Don Plutarco es un personaje controvertido: unos lo ven como el héroe que dio estabilidad política a México durante 70 años y otros como un tipo con demasiado apego al poder que creó una dictadura de partido. Pues bien, Alfredo ha escrito la vida de su abuelo, según dice inspirada por él, a modo de autobiografía desde el más allá. Si quieren saber más del asunto pueden leer aquí el artículo, y si les interesa mucho, mucho, el libro directamente. Yo he aprendido mucha historia leyéndolo, aunque hay que recordar que es el testimonio parcial de un nieto que defiende a su abuelo.

Pero hoy vamos a hablar de otra cosa: de un personaje al que he tomado mucho cariño en poco tiempo. Verán, aunque estoy viviendo una oportunidad estupenda, conociendo un nuevo país, a gente interesante y todas esas cosas no les voy a negar que a ratos me siento un poco solo. Sólo un poco, pero lo justo para echar de menos a tantos seres queridos como tengo al otro lado del Atlántico. Por eso agradezco tanto las llamadas y los mensajes y por eso estaré muy feliz de recibir visitas cuando se produzcan.

Y fíjate que una visita inesperada, pero sumamente grata, es la que hace casi a diario a mis ventanas -del salón a la cocina, dando vueltas a la casa- un pequeño colibrí de plumas muy brillantes. Aparece a cualquier hora, revolotea un poco alrededor del edificio y desparece. No sé si es macho o hembra, ni sé como saberlo, ni siquiera sé si los colibríes tienen sexo o género, o como se diga ahora, aunque supongo que sí. Tampoco le he puesto nombre. Pero sí sé que espero su llegada con cierta ilusión y que me gusta que acompañe durante el desayuno, tanto como me gustaba irme de paseo con el perro Kukín.

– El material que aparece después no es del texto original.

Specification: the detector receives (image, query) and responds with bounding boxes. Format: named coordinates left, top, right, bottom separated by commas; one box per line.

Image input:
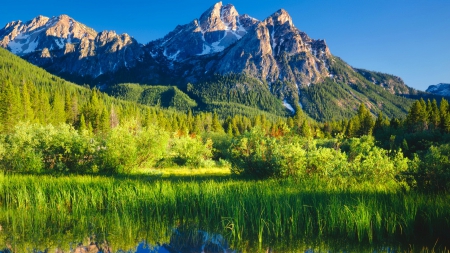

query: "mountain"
left=426, top=83, right=450, bottom=97
left=0, top=14, right=142, bottom=78
left=0, top=2, right=418, bottom=121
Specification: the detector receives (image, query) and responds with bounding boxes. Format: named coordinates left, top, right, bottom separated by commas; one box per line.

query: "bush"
left=229, top=127, right=283, bottom=178
left=97, top=121, right=170, bottom=173
left=170, top=135, right=213, bottom=167
left=306, top=147, right=348, bottom=178
left=202, top=132, right=232, bottom=160
left=414, top=144, right=450, bottom=192
left=0, top=123, right=97, bottom=173
left=345, top=136, right=409, bottom=185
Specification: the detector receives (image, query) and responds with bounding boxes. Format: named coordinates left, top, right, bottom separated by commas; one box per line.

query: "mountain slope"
left=0, top=14, right=142, bottom=78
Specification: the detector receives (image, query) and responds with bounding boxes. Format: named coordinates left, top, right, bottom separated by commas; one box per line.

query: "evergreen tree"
left=440, top=98, right=449, bottom=131
left=99, top=108, right=110, bottom=134
left=21, top=81, right=35, bottom=122
left=79, top=114, right=87, bottom=133
left=429, top=99, right=440, bottom=129
left=211, top=112, right=224, bottom=133
left=51, top=93, right=66, bottom=125
left=357, top=103, right=374, bottom=136
left=300, top=120, right=312, bottom=139
left=0, top=79, right=20, bottom=132
left=293, top=105, right=305, bottom=127
left=406, top=99, right=428, bottom=132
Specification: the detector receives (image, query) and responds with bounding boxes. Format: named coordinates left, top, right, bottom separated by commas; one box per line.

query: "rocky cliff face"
left=212, top=9, right=331, bottom=87
left=0, top=2, right=332, bottom=86
left=0, top=15, right=142, bottom=77
left=355, top=68, right=416, bottom=95
left=0, top=15, right=97, bottom=55
left=147, top=2, right=258, bottom=61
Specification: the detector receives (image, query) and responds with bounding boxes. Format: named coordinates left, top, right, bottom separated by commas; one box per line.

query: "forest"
left=1, top=47, right=450, bottom=251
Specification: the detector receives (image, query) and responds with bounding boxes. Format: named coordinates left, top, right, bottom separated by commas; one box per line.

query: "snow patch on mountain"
left=426, top=83, right=450, bottom=97
left=283, top=99, right=295, bottom=112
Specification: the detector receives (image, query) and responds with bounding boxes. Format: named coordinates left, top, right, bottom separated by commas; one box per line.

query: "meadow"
left=1, top=171, right=449, bottom=252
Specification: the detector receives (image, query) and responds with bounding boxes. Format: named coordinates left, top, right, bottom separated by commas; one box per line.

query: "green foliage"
left=202, top=132, right=233, bottom=160
left=345, top=136, right=408, bottom=186
left=411, top=144, right=450, bottom=192
left=301, top=57, right=413, bottom=122
left=229, top=127, right=282, bottom=178
left=97, top=121, right=170, bottom=173
left=189, top=74, right=287, bottom=116
left=2, top=175, right=450, bottom=250
left=0, top=123, right=97, bottom=173
left=106, top=83, right=198, bottom=111
left=230, top=131, right=408, bottom=187
left=169, top=135, right=213, bottom=167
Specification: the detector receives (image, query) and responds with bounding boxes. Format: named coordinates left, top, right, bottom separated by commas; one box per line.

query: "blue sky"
left=1, top=0, right=449, bottom=91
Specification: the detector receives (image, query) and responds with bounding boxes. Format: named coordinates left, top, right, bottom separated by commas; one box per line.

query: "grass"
left=130, top=166, right=232, bottom=177
left=0, top=172, right=449, bottom=252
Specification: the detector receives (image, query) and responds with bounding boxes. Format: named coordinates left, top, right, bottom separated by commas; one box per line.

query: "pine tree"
left=79, top=114, right=87, bottom=133
left=439, top=98, right=449, bottom=131
left=99, top=108, right=110, bottom=134
left=51, top=93, right=66, bottom=125
left=293, top=105, right=305, bottom=127
left=429, top=99, right=440, bottom=129
left=21, top=81, right=34, bottom=122
left=300, top=120, right=312, bottom=139
left=345, top=117, right=359, bottom=138
left=37, top=90, right=53, bottom=125
left=406, top=99, right=428, bottom=132
left=0, top=79, right=20, bottom=132
left=211, top=112, right=224, bottom=133
left=357, top=103, right=374, bottom=136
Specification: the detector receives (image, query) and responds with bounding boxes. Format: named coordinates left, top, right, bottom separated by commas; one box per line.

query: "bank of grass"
left=0, top=172, right=449, bottom=252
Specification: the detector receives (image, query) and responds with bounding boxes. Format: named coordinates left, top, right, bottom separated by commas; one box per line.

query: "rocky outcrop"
left=0, top=14, right=142, bottom=77
left=355, top=68, right=416, bottom=95
left=0, top=15, right=97, bottom=55
left=147, top=1, right=258, bottom=61
left=426, top=83, right=450, bottom=97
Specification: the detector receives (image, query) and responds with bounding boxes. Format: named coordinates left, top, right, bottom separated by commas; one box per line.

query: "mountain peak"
left=199, top=1, right=226, bottom=32
left=426, top=83, right=450, bottom=97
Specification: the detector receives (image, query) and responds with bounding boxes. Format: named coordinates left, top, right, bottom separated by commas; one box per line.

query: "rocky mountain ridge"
left=0, top=14, right=142, bottom=77
left=0, top=2, right=419, bottom=121
left=426, top=83, right=450, bottom=97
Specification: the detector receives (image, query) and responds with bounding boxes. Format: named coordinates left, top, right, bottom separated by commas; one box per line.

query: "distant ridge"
left=426, top=83, right=450, bottom=97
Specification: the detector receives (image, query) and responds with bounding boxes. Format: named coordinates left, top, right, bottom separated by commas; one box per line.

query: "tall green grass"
left=0, top=173, right=449, bottom=252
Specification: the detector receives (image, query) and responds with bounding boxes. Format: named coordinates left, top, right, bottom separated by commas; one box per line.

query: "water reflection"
left=0, top=227, right=433, bottom=253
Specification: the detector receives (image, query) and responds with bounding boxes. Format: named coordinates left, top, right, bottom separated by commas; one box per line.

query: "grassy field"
left=0, top=171, right=449, bottom=252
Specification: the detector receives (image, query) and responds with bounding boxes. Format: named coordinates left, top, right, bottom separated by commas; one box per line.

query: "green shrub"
left=202, top=132, right=232, bottom=160
left=229, top=127, right=282, bottom=178
left=97, top=121, right=170, bottom=173
left=306, top=147, right=348, bottom=178
left=415, top=144, right=450, bottom=192
left=0, top=123, right=97, bottom=173
left=170, top=135, right=213, bottom=167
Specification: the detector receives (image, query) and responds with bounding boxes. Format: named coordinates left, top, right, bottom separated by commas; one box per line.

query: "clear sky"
left=1, top=0, right=449, bottom=91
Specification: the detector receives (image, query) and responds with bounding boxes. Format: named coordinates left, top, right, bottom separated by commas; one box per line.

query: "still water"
left=0, top=223, right=441, bottom=253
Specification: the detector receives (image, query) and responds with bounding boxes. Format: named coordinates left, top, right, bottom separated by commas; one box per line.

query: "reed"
left=0, top=173, right=449, bottom=252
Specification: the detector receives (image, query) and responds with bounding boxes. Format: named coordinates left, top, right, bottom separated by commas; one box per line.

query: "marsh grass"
left=0, top=173, right=449, bottom=252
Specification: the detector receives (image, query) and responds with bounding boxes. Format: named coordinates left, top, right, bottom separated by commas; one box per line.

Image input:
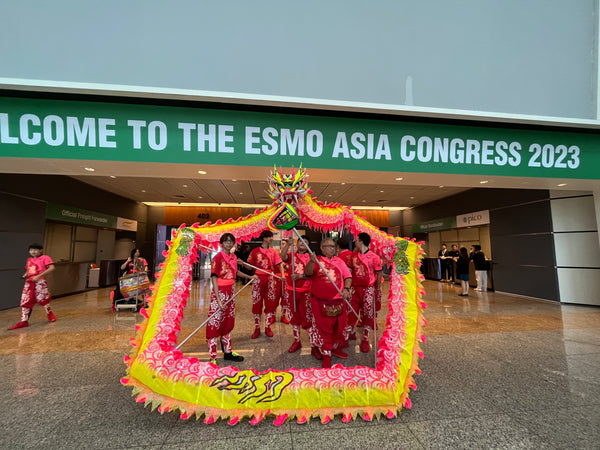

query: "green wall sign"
left=1, top=96, right=599, bottom=179
left=46, top=203, right=117, bottom=228
left=412, top=216, right=457, bottom=233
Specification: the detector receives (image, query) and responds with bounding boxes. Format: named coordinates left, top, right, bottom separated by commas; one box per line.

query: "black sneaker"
left=224, top=351, right=244, bottom=362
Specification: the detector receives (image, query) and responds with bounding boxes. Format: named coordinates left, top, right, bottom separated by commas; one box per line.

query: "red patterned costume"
left=350, top=249, right=383, bottom=352
left=307, top=254, right=352, bottom=366
left=282, top=250, right=313, bottom=352
left=207, top=250, right=238, bottom=360
left=247, top=245, right=282, bottom=336
left=9, top=250, right=56, bottom=330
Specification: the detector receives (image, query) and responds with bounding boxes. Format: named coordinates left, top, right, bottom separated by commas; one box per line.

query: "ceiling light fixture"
left=395, top=177, right=404, bottom=181
left=557, top=183, right=567, bottom=187
left=182, top=184, right=188, bottom=188
left=479, top=180, right=489, bottom=184
left=84, top=167, right=95, bottom=172
left=197, top=170, right=207, bottom=175
left=109, top=175, right=116, bottom=179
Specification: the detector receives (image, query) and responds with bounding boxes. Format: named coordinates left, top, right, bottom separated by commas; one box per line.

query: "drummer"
left=117, top=248, right=149, bottom=308
left=121, top=248, right=148, bottom=274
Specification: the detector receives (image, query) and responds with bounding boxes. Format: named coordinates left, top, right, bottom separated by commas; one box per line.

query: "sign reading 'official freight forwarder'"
left=1, top=96, right=598, bottom=179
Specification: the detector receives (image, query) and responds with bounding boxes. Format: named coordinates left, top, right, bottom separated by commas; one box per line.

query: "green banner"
left=412, top=216, right=457, bottom=233
left=1, top=96, right=599, bottom=179
left=46, top=203, right=118, bottom=228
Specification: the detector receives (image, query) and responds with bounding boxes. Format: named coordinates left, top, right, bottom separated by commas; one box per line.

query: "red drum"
left=119, top=272, right=150, bottom=298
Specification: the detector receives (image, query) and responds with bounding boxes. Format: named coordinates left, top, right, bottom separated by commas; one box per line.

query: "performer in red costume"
left=336, top=237, right=354, bottom=268
left=304, top=237, right=353, bottom=369
left=247, top=230, right=282, bottom=339
left=207, top=233, right=257, bottom=364
left=8, top=243, right=57, bottom=330
left=280, top=237, right=314, bottom=354
left=349, top=233, right=383, bottom=353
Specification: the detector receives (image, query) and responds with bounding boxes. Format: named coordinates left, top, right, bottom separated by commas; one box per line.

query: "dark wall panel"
left=491, top=234, right=555, bottom=268
left=492, top=265, right=559, bottom=301
left=489, top=201, right=558, bottom=300
left=0, top=192, right=46, bottom=310
left=490, top=202, right=553, bottom=236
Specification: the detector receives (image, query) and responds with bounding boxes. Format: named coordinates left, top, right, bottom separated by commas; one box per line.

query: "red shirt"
left=211, top=251, right=237, bottom=286
left=26, top=255, right=53, bottom=278
left=351, top=250, right=382, bottom=286
left=337, top=249, right=354, bottom=270
left=248, top=246, right=282, bottom=278
left=283, top=251, right=311, bottom=292
left=310, top=256, right=351, bottom=300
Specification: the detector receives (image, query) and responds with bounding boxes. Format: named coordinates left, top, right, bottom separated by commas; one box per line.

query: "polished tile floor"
left=1, top=278, right=600, bottom=449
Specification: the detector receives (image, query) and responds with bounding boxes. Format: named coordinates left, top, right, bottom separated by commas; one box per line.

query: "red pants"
left=251, top=276, right=278, bottom=316
left=206, top=285, right=236, bottom=339
left=308, top=296, right=348, bottom=351
left=21, top=279, right=51, bottom=309
left=350, top=285, right=376, bottom=329
left=283, top=288, right=312, bottom=329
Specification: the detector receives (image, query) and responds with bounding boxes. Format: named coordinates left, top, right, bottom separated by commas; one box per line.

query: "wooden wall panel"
left=352, top=209, right=389, bottom=228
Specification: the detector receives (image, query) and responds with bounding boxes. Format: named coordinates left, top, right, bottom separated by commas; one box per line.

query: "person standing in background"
left=121, top=248, right=148, bottom=274
left=447, top=244, right=460, bottom=283
left=471, top=245, right=488, bottom=292
left=438, top=244, right=449, bottom=282
left=455, top=247, right=471, bottom=296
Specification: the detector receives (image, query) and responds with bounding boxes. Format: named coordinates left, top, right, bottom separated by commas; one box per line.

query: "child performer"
left=280, top=237, right=314, bottom=354
left=8, top=243, right=56, bottom=330
left=207, top=233, right=257, bottom=364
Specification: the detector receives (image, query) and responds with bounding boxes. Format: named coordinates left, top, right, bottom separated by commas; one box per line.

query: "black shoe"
left=224, top=351, right=244, bottom=362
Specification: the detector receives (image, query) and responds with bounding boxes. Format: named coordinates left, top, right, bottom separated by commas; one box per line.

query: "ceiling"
left=69, top=174, right=470, bottom=209
left=2, top=158, right=594, bottom=209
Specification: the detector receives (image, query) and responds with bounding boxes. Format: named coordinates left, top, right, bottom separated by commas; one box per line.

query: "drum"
left=119, top=272, right=150, bottom=299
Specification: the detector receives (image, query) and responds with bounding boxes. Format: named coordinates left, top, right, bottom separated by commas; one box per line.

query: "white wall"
left=551, top=191, right=600, bottom=305
left=0, top=0, right=596, bottom=119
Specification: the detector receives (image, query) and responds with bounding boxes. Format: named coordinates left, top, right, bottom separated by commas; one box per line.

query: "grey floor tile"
left=510, top=404, right=600, bottom=449
left=163, top=432, right=293, bottom=450
left=407, top=414, right=556, bottom=450
left=291, top=423, right=424, bottom=450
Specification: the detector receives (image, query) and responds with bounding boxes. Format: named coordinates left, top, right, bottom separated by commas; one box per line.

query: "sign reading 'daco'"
left=1, top=96, right=599, bottom=179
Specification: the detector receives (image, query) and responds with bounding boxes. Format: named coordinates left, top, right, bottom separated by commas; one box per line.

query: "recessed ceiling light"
left=328, top=194, right=332, bottom=197
left=197, top=170, right=207, bottom=175
left=439, top=185, right=444, bottom=188
left=141, top=190, right=146, bottom=193
left=232, top=179, right=237, bottom=182
left=380, top=190, right=384, bottom=193
left=182, top=184, right=188, bottom=188
left=239, top=192, right=243, bottom=194
left=362, top=200, right=366, bottom=202
left=84, top=167, right=95, bottom=172
left=557, top=183, right=567, bottom=187
left=198, top=196, right=203, bottom=199
left=410, top=196, right=414, bottom=199
left=109, top=175, right=116, bottom=179
left=480, top=180, right=489, bottom=184
left=395, top=177, right=404, bottom=181
left=341, top=182, right=346, bottom=185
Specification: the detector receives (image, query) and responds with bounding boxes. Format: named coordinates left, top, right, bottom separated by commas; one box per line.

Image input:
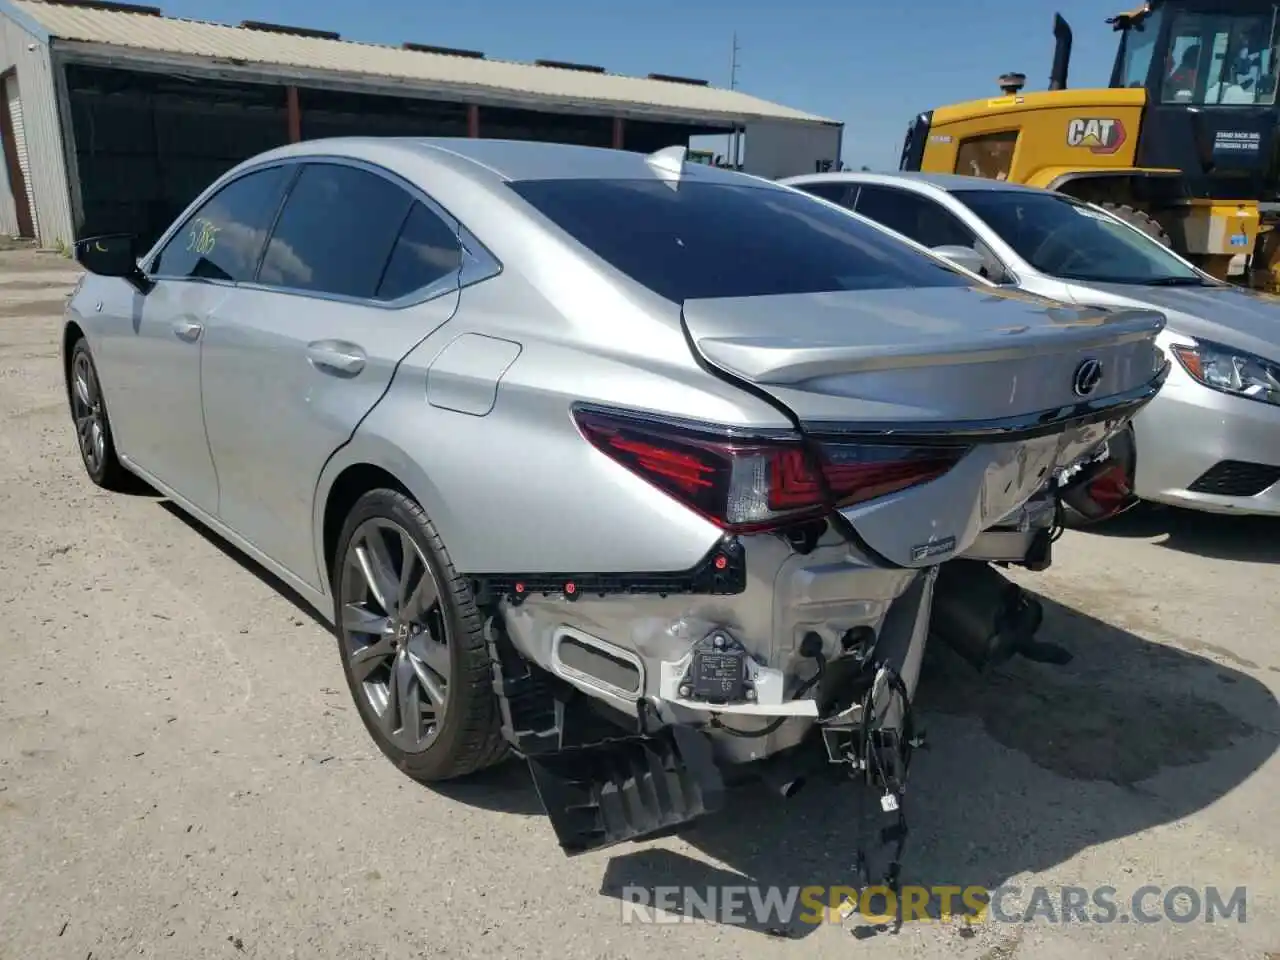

Alguno supondrá que se me ha ido la mano con el tequila, pero no. Estoy tomando cierta afición a esa bebida -que por cierto se bebe de pequeños sorbos y no de trago- pero no como para andar ya delirando. Quizá en Madrid, con tanto trabajo, llamadas, vida social, más llamadas, más trabajo, más vida social, no había tenido tiempo o serenidad para fijarme en minucias como esta, en un pajarito que frecuenta una ventana. De hecho, cuando veía uno me acordaba de que, como presidente de la comunidad, tenía una llamada pendiente a una empresa para fumigar a las palomas.

A este espero que no lo fumigue nadie. Es tímido. Intento que se acerque más pero no se decide. Los primeros días le dejé trocitos de pan pero luego comprendí que no le cabían por la trompa esa que tiene. Luego mi amiga Ángela me sugirió desde Colombia que le pusiera agua con azúcar, que por lo visto les encanta. Tampoco bebió, pero a cambio se me llenó la ventana de hormigas.

Creo que la siguiente estrategia para intentar que se aproxime más será ponerle música clásica. Alguno pensará que con todas la cosas que tengo que hacer por aquí semejante distracción es una pérdida de tiempo. Pero cada vez pienso más que perder el tiempo es precisamente lo que hacemos cuando no aprovechamos los momentos como este. Los ratos en los que serenamente disfrutamos con la compañía de un buen amigo.